Özetle yaşamın getirdiklerini cesaretle ve açıklıkla kabul ediyor muyuz yoksa korkularımızla içsel engeller yaratıp yaşama, , akışa direniyor muyuz ?
Benzeri şekilde yaşam koçları insanları "acı odaklı" veya "haz odaklı" olarak ikiye ayırıyor. Bir tatile
gidilecekken acı odaklılar hemen olası sivrisineklere ya da otelin çevresindeki gürültüye falan odaklanıyor. Haz odaklılar ise yeni insanlarla tanışmaya, açık havanın keyfini çıkartmaya , maceraya odaklanıyor.
Hani sakınılan göze çöp batar derler ya...
İşte odaklanığımız her ne ise onu deneyimliyoruz yaşamda. Gözümüze çöp gelip batıyor!
Olumsuza odaklı isek bir anlamda kendi cehennemimizi yaratıp onun içinde " kavruluyoruz"... Odağımız kendi gerçeğimiz oluyor ve kendi yarattığımız gerçeklikle daha da bir pekişiyor olumsuzlara odaklanmamız..."İşte zaten böyle olacağı belli idi" "Ben zaten başarısızın tekiyim!" ler geliyor ardından. Kendi cehennemimizin ateşini körüklüyoruz bu yarattığımız "göreceli" gerçeklikle bir anlamda...
Yok eğer olumluya odaklı isek o zaman da kendi cennettimizi yaratıyor ve onun içinde güvenle huzurla uyumla akıyoruz yaşamla. Olanı olduğu gibi kabul ediyor ve yaşamın olmak için doğduğumuz kişi olmamıza yönelik bize sunduklarını sevgi ile kabul ediyor ve açıyoruz tüm varlığımızı...Herşey güzel oluyor ...Her ne olursa olsun ya da olmasın derin bir güven duygusu içinde oluyoruz...Yaşama ve yaşamın parçası olan kendi özümüze dair!
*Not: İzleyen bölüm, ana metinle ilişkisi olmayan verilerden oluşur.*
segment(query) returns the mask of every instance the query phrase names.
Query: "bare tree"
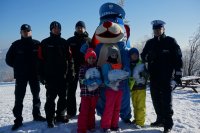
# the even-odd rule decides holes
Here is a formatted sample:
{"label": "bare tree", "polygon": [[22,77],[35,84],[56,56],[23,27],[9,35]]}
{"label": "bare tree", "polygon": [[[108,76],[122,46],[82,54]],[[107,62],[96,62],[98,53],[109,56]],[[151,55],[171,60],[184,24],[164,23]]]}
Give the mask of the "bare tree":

Kendi kendimize oynadığımız bu "oyunda" en temel korkumuzun "acı" olduğunu düşünüyorum. Ne ne olursa olsun acıdan kaçmak oluyor duruşumuz...Bir şekilde kendimizi acıdan korumak adına olumsuza odaklanıyor zihnimiz...Olabilecek olumsuzlukları önceden düşünüp önlem almaya kendimizi hayal kırıklıklarından ve acıdan korumaya çalışıyor zihnimiz bir anlamda...Aşırıya kaçtığında da yaşamdan deneyimden kaçıyoruz...Ne ironik ki kendimizi korumak için yaptığımız şey aslında bizi korktuğumuz acının içine gark ediyor...Ya da donup kalıyoruz.Adım atamıyoruz ...Keza korktuğumuz başımıza geliyor...Odaklandığımız acı yaşamımızada gerçekleşiyor ! Zihnimiz acıyı çoğaltıyor...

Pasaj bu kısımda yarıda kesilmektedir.